D’une part, le temps long, avec les débats philosophiques et moraux qui courent tout le XVIIIe siècle et qui formalisent progressivement la figure du « sauvage » par contraste avec le « barbare » : alors que ce dernier est le contraire du civilisé, le « sauvage » est celui qui est resté en dehors de la civilisation.

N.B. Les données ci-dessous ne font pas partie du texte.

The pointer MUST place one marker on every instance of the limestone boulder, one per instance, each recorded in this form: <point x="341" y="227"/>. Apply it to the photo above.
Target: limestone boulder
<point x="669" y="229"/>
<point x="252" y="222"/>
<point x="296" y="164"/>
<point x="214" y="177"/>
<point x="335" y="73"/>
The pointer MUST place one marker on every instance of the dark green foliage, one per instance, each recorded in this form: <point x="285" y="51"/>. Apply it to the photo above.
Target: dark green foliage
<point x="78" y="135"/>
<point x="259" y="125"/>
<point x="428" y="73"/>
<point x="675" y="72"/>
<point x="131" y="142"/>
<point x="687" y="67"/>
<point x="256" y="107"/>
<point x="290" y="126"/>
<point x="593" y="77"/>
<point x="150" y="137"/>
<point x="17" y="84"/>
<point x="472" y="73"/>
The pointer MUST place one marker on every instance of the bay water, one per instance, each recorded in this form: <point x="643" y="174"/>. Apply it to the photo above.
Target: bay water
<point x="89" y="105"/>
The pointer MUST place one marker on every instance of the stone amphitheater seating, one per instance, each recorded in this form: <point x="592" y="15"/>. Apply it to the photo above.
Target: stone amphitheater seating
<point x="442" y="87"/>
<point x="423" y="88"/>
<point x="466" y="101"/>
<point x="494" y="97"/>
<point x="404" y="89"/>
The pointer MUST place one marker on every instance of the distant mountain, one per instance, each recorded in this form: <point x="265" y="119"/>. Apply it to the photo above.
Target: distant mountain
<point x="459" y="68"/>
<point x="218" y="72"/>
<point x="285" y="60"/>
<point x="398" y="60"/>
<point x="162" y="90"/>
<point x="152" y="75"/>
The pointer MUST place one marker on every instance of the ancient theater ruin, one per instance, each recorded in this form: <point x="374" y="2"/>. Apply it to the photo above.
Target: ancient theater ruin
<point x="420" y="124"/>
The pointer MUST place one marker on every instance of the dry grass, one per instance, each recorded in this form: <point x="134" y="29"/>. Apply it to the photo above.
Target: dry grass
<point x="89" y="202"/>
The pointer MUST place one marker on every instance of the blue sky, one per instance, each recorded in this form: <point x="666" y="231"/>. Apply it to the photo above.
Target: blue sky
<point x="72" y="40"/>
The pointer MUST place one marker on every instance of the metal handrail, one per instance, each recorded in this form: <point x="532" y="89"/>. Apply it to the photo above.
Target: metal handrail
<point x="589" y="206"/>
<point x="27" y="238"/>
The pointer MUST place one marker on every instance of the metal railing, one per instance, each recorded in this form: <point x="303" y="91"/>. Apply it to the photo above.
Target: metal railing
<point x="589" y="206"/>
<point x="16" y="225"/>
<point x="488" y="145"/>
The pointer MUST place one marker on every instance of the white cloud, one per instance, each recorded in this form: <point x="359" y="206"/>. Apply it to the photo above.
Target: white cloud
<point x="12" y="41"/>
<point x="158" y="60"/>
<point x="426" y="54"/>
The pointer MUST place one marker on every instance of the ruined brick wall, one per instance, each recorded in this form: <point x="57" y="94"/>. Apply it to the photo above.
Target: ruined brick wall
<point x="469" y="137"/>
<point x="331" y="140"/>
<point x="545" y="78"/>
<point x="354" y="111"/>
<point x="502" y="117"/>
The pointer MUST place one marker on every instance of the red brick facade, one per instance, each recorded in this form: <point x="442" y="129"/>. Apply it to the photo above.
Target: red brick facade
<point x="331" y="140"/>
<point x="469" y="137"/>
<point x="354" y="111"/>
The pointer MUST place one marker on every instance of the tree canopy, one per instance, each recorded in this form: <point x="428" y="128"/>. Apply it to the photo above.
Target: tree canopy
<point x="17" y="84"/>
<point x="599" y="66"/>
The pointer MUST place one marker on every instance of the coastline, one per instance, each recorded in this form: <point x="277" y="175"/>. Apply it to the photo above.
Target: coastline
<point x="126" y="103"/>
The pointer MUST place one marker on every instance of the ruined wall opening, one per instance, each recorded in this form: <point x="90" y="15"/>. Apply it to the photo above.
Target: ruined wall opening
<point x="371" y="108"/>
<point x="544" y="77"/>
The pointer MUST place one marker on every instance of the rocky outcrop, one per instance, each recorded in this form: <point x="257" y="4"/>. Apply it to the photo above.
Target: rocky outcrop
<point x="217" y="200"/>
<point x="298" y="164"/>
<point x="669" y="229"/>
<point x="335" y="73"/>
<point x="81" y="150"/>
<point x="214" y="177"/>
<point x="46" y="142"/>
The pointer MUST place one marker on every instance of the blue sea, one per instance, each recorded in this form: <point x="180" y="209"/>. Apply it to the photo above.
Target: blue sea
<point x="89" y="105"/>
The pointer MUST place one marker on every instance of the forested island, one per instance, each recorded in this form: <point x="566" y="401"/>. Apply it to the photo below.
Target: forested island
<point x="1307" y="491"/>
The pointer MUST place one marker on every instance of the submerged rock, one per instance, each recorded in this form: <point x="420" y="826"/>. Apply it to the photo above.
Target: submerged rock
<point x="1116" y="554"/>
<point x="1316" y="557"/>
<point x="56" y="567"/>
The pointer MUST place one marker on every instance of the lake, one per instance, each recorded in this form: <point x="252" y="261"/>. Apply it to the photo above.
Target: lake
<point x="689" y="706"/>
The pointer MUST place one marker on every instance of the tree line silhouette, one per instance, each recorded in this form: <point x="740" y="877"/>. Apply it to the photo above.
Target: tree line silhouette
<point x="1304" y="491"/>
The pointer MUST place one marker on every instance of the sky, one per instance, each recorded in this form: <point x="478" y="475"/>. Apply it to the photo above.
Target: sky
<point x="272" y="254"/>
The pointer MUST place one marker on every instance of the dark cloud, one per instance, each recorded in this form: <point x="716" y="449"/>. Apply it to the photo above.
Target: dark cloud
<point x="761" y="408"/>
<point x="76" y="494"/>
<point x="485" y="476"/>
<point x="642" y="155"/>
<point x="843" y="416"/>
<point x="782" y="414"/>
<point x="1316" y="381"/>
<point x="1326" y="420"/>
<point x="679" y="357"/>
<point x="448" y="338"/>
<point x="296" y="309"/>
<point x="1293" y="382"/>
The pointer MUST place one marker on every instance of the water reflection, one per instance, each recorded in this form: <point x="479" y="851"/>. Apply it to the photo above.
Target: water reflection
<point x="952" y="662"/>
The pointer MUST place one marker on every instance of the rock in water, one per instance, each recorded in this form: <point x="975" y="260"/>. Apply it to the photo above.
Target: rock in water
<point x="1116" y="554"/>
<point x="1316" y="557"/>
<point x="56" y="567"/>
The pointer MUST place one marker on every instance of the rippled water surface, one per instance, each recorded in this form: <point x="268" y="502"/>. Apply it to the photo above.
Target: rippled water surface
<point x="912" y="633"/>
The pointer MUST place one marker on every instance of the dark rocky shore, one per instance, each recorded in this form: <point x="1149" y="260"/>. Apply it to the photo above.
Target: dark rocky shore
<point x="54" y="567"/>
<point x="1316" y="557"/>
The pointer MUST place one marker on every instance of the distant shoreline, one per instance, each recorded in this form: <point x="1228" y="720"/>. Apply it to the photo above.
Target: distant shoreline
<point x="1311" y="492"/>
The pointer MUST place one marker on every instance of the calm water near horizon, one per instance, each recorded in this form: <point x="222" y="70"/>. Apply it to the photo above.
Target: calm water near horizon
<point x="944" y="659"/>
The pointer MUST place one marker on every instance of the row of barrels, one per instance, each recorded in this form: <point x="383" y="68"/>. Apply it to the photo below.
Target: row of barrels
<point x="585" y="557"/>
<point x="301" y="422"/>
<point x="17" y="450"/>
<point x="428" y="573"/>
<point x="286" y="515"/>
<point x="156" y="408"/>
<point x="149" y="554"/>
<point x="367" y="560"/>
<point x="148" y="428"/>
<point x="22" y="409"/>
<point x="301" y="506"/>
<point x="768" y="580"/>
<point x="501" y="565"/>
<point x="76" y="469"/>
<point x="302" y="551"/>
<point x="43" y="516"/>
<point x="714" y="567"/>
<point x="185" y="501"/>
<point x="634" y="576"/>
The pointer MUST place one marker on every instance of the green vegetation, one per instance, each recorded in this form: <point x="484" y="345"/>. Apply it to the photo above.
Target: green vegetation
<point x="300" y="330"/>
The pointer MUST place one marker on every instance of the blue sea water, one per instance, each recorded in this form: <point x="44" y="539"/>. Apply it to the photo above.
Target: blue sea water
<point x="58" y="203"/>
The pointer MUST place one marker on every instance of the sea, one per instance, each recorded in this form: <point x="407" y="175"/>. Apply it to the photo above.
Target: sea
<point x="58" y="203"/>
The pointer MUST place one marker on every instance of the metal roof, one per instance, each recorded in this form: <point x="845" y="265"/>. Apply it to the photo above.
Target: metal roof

D’autre part, le temps court, où l’auteur nous présente les débats et les enjeux institutionnels autour de l’Institut des sourds-muets dirigé alors par l’abbé Sicard mais aussi de la Classe des sciences morales et politiques de l’Institut créée en 1795 et qui sera supprimée en janvier 1803. Certes, des approches médicales et pédagogiques se confrontent mais à travers elles ce sont des conceptions politiques de l’homme et de la société qui s’affrontent.

L’auteur met en effet en évidence que tout l’intérêt porté à Victor ne peut être dissocié des débats et des disputes proprement politiques du moment. Deux camps s’affrontent : ceux qui veulent poursuivre l’idéal républicain issu de la Révolution qui, à partir de l’idée de « régénération », croit en la perfectibilité des hommes, croit en l’éducation et, finalement, croit à l’élargissement toujours possible et souhaitable des capacités politiques. D’autres au contraire, à partir du Consulat, affirment qu’il faut admettre les limites de la nature, les limites de l’éducation, et, finalement, qu’il faut savoir « terminer » la Révolution. C’est ce moment de bascule, entre le Directoire et le Consulat, ce contexte politique qui donne finalement tout son sens à l’expérience de Victor l’enfant sauvage.

Jean-Luc Chappey signe ici un ouvrage aussi élégant que passionnant, archéologie de la curiosité d’un moment, qui a l’immense intérêt de nous rappeler qu’un des legs de la Révolution française fut d’être « le temps des aspirations à l’égalité par la perfectibilité ».

Jean-Luc Chappey, Sauvagerie et civilisation Une histoire politique de Victor de l’Aveyron, Fayard, 2017.